Hurting too much
My own story may seem quite strange but I need to tell it all. I was seven years old when I discovered that the man who I called Grandad was in actual fact my Father!
It was covered up by the family, all of his daughters including My Mother who was his Step-Daughter, never said a word when he would go to them at night, even when they were in the late teens and early 20's. My Mum was 22 when she fell pregnant by him. By 1988 the whole thing had come out and he was jailed for 4 years. I seen him once while he was in Jail and I will never forget running to him in the visitors room and him passing me sweets under the table.
See, I know it must sound strange but despite all that had happened I loved him. My Grandmother divorced him yet she kept visiting him in prison and in 1994 they got a flat together. For reasons unknown to me I never seen him again throughout his prison sentence and it was hushed up when he started to live with my Grandmother again.
One day in 1995 I was at my Grandmothers flat and well there he was, I couldn't believe it, it felt so damn good to see him again after all that time. He made me laugh like he had always done when I was little and there was no hostility from my Mother or anything.
By then I was 12 and I had a fair idea of what he had done in the past but never at any time did I feel scared. I was totally safe with him and I knew he would never have touched me. My safety around him was a Non-Issue.
I adored him still and I always will. He was so kind, funny and generous and so helpful if something was wrong he could make it right he could make worries disappear or at the least really make you rationalise something and make you know that it would all turn out okay in the end.
At the age of 45 he had an aggressive tumour removed from his left lung along with half of that lung, he survived that. Later he was diagnosed with Angina and was prescribed medication, he had a small heart attack and a slight stroke back in 2003 he survived those too. He'd even had Pneumonia twice whilst he served in the Army.
This past year he'd had a lot of chest infections but he had respiratory problems anyway so chest infections were nothing unusual and he got through them pretty well.
Last week on Saturday April 16, 2011 he was at home in the Kitchen when he collapsed - my Gran called an ambulance they tried to restart his heart after about 45 minutes they took him to Hospital myself and my Mother were taken in the Response Car, when we got there he was in "Resuss" we were taken to a relatives room, about 25 minutes later a Doctor and a Nurse came in to deliver the news that despite all efforts, drugs, adrenaline, shocks, cpr etc etc they could not revive my Dad. He was 74 years old.
Now it's just myself my Mother and my Grandmother - there is other family but they are scattered and we never see them. The Head of the family has gone though and the void he has left is just awful. I'm sobbing my heart out here as I type this and I know that if he could see me he would have that look on his face - he hated me being upset over anything he really hated that and when I cried he would look at me with a pained look on his face, I know he adored me as much as I did him. I love him everything feels wrong nothing feels normal or right - I've gone through bereavement before and that was bad enough but this just seems to have really knocked me sideways.

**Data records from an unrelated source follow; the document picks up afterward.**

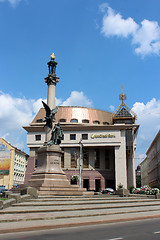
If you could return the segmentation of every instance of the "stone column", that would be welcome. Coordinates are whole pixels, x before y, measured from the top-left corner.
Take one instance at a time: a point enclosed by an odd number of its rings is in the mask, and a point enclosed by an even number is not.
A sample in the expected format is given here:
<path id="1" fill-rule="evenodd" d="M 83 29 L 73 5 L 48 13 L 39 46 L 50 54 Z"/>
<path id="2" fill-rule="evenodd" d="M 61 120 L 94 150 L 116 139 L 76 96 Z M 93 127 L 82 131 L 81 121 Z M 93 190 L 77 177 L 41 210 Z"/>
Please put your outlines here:
<path id="1" fill-rule="evenodd" d="M 55 108 L 55 87 L 56 87 L 57 82 L 59 82 L 59 77 L 57 77 L 56 75 L 53 75 L 53 74 L 49 74 L 48 77 L 45 78 L 45 82 L 48 85 L 47 105 L 52 110 Z M 46 130 L 46 142 L 48 142 L 50 140 L 50 138 L 51 138 L 51 131 L 50 131 L 50 129 L 47 129 Z"/>
<path id="2" fill-rule="evenodd" d="M 116 189 L 119 184 L 127 188 L 126 149 L 122 146 L 115 147 L 115 181 Z"/>

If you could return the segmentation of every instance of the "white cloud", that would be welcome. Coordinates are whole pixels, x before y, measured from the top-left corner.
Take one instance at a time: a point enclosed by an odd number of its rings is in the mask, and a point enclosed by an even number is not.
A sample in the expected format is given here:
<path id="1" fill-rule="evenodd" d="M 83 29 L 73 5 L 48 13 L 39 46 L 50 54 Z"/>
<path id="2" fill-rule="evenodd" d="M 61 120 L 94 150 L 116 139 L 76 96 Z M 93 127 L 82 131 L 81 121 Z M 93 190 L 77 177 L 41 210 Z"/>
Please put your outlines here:
<path id="1" fill-rule="evenodd" d="M 17 7 L 17 5 L 21 2 L 22 0 L 0 0 L 0 2 L 9 2 L 13 8 Z"/>
<path id="2" fill-rule="evenodd" d="M 146 153 L 160 129 L 160 100 L 153 98 L 146 104 L 136 102 L 132 110 L 137 114 L 137 123 L 140 124 L 137 152 L 141 155 Z"/>
<path id="3" fill-rule="evenodd" d="M 92 107 L 93 103 L 86 96 L 84 96 L 83 92 L 72 91 L 70 97 L 61 105 Z"/>
<path id="4" fill-rule="evenodd" d="M 138 28 L 138 24 L 132 19 L 123 19 L 119 13 L 115 13 L 110 7 L 107 9 L 107 14 L 103 17 L 102 33 L 105 36 L 122 36 L 128 37 L 134 34 Z"/>
<path id="5" fill-rule="evenodd" d="M 160 26 L 156 21 L 144 19 L 141 25 L 133 18 L 124 19 L 120 13 L 108 5 L 102 5 L 104 13 L 101 32 L 106 36 L 131 37 L 131 43 L 135 45 L 135 53 L 141 56 L 149 54 L 160 55 Z"/>

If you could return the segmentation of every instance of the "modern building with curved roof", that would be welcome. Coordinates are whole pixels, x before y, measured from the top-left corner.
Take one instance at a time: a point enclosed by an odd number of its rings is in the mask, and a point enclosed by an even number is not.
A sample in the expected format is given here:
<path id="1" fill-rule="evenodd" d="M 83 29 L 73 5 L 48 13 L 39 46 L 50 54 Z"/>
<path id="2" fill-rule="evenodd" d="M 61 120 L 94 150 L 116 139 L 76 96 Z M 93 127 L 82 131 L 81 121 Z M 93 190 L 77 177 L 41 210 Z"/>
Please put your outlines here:
<path id="1" fill-rule="evenodd" d="M 55 122 L 63 129 L 61 166 L 71 183 L 79 175 L 80 149 L 83 151 L 82 187 L 100 191 L 135 186 L 136 115 L 122 103 L 114 113 L 88 107 L 60 106 Z M 45 140 L 45 109 L 41 108 L 27 131 L 27 146 L 37 164 L 37 151 Z M 29 170 L 28 170 L 29 171 Z M 26 174 L 29 176 L 29 174 Z M 26 182 L 29 180 L 26 179 Z"/>

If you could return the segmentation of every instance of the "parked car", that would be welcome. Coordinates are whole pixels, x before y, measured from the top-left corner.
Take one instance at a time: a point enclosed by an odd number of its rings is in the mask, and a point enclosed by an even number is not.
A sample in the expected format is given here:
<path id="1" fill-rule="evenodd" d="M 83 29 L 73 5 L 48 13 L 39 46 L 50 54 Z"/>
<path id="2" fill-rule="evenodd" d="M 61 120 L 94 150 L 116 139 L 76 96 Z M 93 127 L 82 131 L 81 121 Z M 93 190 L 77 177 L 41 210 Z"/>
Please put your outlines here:
<path id="1" fill-rule="evenodd" d="M 115 190 L 113 188 L 105 188 L 101 191 L 103 194 L 116 194 Z"/>

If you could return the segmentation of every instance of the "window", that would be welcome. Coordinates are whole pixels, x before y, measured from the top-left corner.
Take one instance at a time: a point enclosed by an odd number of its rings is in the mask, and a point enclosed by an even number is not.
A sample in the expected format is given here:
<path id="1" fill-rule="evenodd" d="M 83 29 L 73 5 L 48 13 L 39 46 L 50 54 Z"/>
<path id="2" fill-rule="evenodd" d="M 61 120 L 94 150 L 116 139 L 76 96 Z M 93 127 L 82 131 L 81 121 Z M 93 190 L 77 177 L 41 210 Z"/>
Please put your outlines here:
<path id="1" fill-rule="evenodd" d="M 76 134 L 70 134 L 70 140 L 76 140 Z"/>
<path id="2" fill-rule="evenodd" d="M 88 139 L 88 134 L 82 134 L 82 140 L 87 140 Z"/>
<path id="3" fill-rule="evenodd" d="M 94 123 L 94 124 L 100 124 L 100 121 L 95 120 L 95 121 L 93 121 L 93 123 Z"/>
<path id="4" fill-rule="evenodd" d="M 89 120 L 88 119 L 83 119 L 82 123 L 89 123 Z"/>
<path id="5" fill-rule="evenodd" d="M 99 149 L 94 150 L 94 166 L 100 168 Z"/>
<path id="6" fill-rule="evenodd" d="M 83 148 L 83 168 L 89 167 L 89 150 L 88 148 Z"/>
<path id="7" fill-rule="evenodd" d="M 66 119 L 61 118 L 61 119 L 59 119 L 59 122 L 66 122 Z"/>
<path id="8" fill-rule="evenodd" d="M 109 122 L 103 122 L 104 125 L 109 125 Z"/>
<path id="9" fill-rule="evenodd" d="M 71 119 L 70 122 L 72 122 L 72 123 L 78 123 L 78 120 L 77 120 L 77 119 Z"/>
<path id="10" fill-rule="evenodd" d="M 105 151 L 105 169 L 110 169 L 110 151 Z"/>
<path id="11" fill-rule="evenodd" d="M 35 138 L 36 138 L 36 141 L 41 141 L 41 135 L 36 135 Z"/>
<path id="12" fill-rule="evenodd" d="M 77 167 L 78 151 L 77 148 L 71 148 L 71 168 Z"/>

I love him I want my Dad back I want to see him, I want him back here now so so much and I know that I cannot have that. I have no idea how to adjust or how to even want to carry on. I knew 2011 was going to be a bad year. I just knew in my heart that it would be an awful year and it is.
I'd do anything anything at all to have him back.
I once read that no matter how somebody dies or even at what age, it has happened because their death was set for that date and time. If he had to go then I know nothing could have changed that but it wont stop me hurting, wishing and wanting.
People say that they stay with you and they can see you and hear you all the time, but I'm scared that that isn't true and I will never see him again. I'm not a Xtian and have no time for all the "god wanted him". Cos I wanted him, I NEED him and I want him back here alive right now!! I HATE that I cannot have that no matter how much I scream, yell and sob my heart out.
I don't know how to get through any of life anymore now, it's too strange too different and I really hate having to go through change.